After ChatGPT disruption, Stack Overflow lays off 28 percent of staff:
Stack Overflow used to be every developer's favorite site for coding help, but with the rise of generative AI like ChatGPT, chatbots can offer more specific help than a 5-year-old forum post ever could.
[...] You might think of Stack Overflow as "just a forum," but the company is working on a direct answer to ChatGPT in the form of "Overflow AI," which was announced in July. Stack Overflow's profitability plan includes cutting costs, and that's the justification for the layoffs. Stack Overflow doubled its headcount in 2022 with 525 people. ChatGPT launched at the end of 2022, making for unfortunate timing.
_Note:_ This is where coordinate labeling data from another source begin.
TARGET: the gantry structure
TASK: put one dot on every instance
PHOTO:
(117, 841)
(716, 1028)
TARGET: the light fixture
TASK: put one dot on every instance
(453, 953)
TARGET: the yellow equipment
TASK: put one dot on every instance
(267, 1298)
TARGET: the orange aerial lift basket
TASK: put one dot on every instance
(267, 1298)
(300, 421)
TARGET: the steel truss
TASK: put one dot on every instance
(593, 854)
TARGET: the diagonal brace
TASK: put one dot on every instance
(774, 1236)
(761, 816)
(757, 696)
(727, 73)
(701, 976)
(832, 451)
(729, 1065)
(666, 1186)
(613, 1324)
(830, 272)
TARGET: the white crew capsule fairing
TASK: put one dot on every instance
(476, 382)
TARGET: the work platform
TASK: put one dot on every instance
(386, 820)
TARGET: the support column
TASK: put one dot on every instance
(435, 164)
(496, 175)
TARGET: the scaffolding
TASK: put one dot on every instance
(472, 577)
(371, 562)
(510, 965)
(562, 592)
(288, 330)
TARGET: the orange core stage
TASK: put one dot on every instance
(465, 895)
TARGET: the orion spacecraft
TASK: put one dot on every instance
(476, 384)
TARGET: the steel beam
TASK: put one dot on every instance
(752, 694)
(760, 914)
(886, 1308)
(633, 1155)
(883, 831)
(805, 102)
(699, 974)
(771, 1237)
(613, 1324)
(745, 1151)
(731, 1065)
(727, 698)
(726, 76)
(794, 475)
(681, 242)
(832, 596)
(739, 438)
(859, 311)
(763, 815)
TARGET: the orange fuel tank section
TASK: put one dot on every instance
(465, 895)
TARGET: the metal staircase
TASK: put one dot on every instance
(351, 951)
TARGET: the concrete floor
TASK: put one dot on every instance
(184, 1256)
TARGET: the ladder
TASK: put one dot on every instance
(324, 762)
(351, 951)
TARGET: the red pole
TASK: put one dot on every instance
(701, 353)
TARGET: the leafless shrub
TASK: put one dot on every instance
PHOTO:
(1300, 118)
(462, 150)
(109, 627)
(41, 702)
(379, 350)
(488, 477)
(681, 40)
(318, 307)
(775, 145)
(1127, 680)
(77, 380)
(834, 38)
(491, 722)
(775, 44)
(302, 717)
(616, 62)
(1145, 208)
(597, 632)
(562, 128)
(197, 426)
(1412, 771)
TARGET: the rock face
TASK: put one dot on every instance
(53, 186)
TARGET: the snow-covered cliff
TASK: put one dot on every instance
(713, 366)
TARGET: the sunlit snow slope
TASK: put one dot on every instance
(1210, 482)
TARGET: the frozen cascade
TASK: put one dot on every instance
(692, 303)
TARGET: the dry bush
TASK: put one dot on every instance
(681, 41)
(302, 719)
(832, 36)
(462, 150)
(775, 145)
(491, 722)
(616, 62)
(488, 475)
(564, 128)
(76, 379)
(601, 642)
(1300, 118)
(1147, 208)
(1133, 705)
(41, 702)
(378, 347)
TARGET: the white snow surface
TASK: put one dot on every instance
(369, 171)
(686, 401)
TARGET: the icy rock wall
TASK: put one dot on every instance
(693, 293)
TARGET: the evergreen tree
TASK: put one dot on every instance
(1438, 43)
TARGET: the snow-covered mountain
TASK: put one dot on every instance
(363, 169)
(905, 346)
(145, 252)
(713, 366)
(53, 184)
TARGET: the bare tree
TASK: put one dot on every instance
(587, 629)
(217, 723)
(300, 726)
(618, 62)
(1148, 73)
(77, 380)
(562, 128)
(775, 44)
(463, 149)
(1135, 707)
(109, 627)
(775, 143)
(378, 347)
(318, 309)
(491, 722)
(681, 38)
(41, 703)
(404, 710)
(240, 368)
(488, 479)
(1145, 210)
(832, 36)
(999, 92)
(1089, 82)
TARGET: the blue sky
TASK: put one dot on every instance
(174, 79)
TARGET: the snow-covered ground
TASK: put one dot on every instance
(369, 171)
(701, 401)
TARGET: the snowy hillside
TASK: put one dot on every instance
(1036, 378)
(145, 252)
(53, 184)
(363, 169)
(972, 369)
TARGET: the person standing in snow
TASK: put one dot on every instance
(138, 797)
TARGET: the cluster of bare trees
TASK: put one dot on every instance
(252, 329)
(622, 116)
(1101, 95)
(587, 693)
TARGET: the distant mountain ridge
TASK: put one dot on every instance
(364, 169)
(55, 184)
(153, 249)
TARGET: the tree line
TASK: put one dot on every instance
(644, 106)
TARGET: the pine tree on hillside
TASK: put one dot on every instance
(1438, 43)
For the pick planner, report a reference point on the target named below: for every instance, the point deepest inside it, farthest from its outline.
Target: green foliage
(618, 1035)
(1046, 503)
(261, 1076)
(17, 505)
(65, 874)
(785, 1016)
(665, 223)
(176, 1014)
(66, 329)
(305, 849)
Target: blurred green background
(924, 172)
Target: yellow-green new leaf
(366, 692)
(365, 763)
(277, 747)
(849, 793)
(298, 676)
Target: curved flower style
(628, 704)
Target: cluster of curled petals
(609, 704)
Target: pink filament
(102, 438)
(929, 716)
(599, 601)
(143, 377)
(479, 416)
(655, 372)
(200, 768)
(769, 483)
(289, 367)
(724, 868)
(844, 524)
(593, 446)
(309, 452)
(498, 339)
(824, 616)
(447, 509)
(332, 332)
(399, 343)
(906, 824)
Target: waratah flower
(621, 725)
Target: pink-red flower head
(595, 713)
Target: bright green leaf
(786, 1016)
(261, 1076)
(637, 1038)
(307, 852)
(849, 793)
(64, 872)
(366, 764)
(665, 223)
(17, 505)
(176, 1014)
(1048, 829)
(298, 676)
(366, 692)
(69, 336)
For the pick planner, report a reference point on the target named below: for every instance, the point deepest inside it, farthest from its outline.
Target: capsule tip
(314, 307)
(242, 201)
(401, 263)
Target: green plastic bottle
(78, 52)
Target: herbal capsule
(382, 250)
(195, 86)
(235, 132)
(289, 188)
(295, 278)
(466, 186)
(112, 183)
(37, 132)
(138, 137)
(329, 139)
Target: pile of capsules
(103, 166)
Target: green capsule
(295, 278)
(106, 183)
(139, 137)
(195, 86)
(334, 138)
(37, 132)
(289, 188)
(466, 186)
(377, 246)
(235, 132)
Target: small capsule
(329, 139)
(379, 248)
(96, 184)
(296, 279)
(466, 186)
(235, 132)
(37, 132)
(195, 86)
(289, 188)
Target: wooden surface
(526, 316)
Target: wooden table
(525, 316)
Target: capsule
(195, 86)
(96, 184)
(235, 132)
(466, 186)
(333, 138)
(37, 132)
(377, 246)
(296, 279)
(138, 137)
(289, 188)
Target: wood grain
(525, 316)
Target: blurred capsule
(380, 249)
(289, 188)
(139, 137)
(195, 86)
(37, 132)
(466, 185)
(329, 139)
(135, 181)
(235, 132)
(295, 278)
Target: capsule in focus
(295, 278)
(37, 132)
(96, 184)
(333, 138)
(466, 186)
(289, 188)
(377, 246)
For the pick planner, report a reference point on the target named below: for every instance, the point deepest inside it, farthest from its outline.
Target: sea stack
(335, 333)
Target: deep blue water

[... ] OpenAI is working on web crawler controls for ChatGPT, which would let sites like Stack Overflow opt out of crawling. [...] Chandrasekar has argued that sites like Stack Overflow are essential for chatbots, saying they need "to be trained on something that's progressing knowledge forward. They need new knowledge to be created."
(Score: 3, Interesting) by OrugTor on Wednesday October 18 2023, @04:32PM
I have generally had a good experience on SO. The questions tend to be very specific, at least the genuine questions. There are still some "do my homework for me" questions. If I find the question that expresses my problem there are typically one or two distinct answers that work and several more where the question was misunderstood or the answer is some obvious remedy that is known not to work. I don't see GPT having much impact. Any answer coming from GPT will either be patently inadequate or specific and plausible enough to have been copied from a human-originated answer and therefore likely correct or at least it can be treated the same way as a human answer.
SO hired a bunch of people for whatever purpose and it didn't work out. I'm not convinced the layoffs have anything to do with AI.